Isabela laughed, a nervous, jagged sound. “That is social suicide, Nahuel.”
“We already survived fire,” he said, taking her hand and kissing the knuckles. “Let’s see if we can survive silk.”
Chapter 7: The Wolf in Silk
The Governor’s mansion was a palace of white stone and crystal chandeliers, a stark contrast to the poverty of the streets outside. The air inside was perfumed with lavender and hypocrisy.
When Isabela and Nahuel entered, the room didn’t just go quiet; it froze.
Isabela wore a gown of deep emerald silk, defying the black of widowhood.

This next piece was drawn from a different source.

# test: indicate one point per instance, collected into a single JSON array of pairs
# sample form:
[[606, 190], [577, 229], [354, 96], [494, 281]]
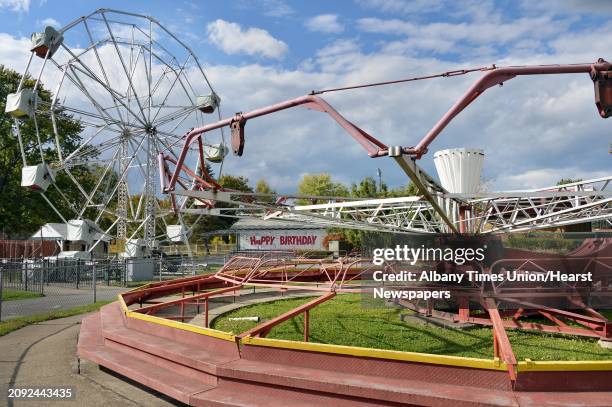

But it was Nahuel who stole the breath from the room. He was dressed in a tailored black suit, the cut European, but the man inside it was pure indigenous royalty. His hair was tied back, his posture regal. He didn’t look down. He scanned the room with the same predatory intelligence he had shown on the auction block.
“Keep your head up,” he whispered to Isabela as they descended the grand staircase. “They can smell fear.”
A murmur rippled through the crowd. Fans snapped shut. Monocles were adjusted.
“Is that… the savage?” a woman whispered loudly.
“She dressed him up,” a man chuckled. “Like a performing monkey.”
Nahuel heard it. He didn’t flinch. He guided Isabela through the sea of hostile faces, his hand warm on the small of her back.
They were intercepted near the punch bowl by a man who looked like he had been carved out of cold butter. He was round, pale, and sweating.
“Doña Isabela,” the man said, bowing too low. “Don Julian de Velasco. We haven’t met, but I admired your late husband.”
“Don Julian,” Isabela nodded curtly. “This is Señor Nahuel Itzcóatl, my estate manager.”
Don Julian looked at Nahuel as if he were a stain on the carpet. He didn’t offer his hand.
“Interesting choice of company, Doña. I hear this one is… quite handy with a machete. A useful pet.”
Isabela felt Nahuel’s muscles tense, but his voice was smooth as glass.
“A machete is a tool, Don Julian,” Nahuel said. “Like a pen. Or a tongue. It depends on who wields it, and what they are trying to cut.”
Don Julian’s eyes narrowed. “You speak out of turn, boy.”
“I speak when addressed,” Nahuel replied coolly. “Unlike some, who speak just to hear the sound of their own emptiness.”
Isabela stifled a gasp. Don Julian turned a violent shade of red. But before he could explode, a booming voice cut through the tension.
“Isabela! And the famous Nahuel!”
The crowd parted for the Governor. But walking beside him was a man in a military uniform, a man with a scar running from his eye to his jaw.
Nahuel stopped breathing for a second. Isabela felt it.
The man in the uniform stopped. He looked at Nahuel, and a cruel, twisted smile spread across his face.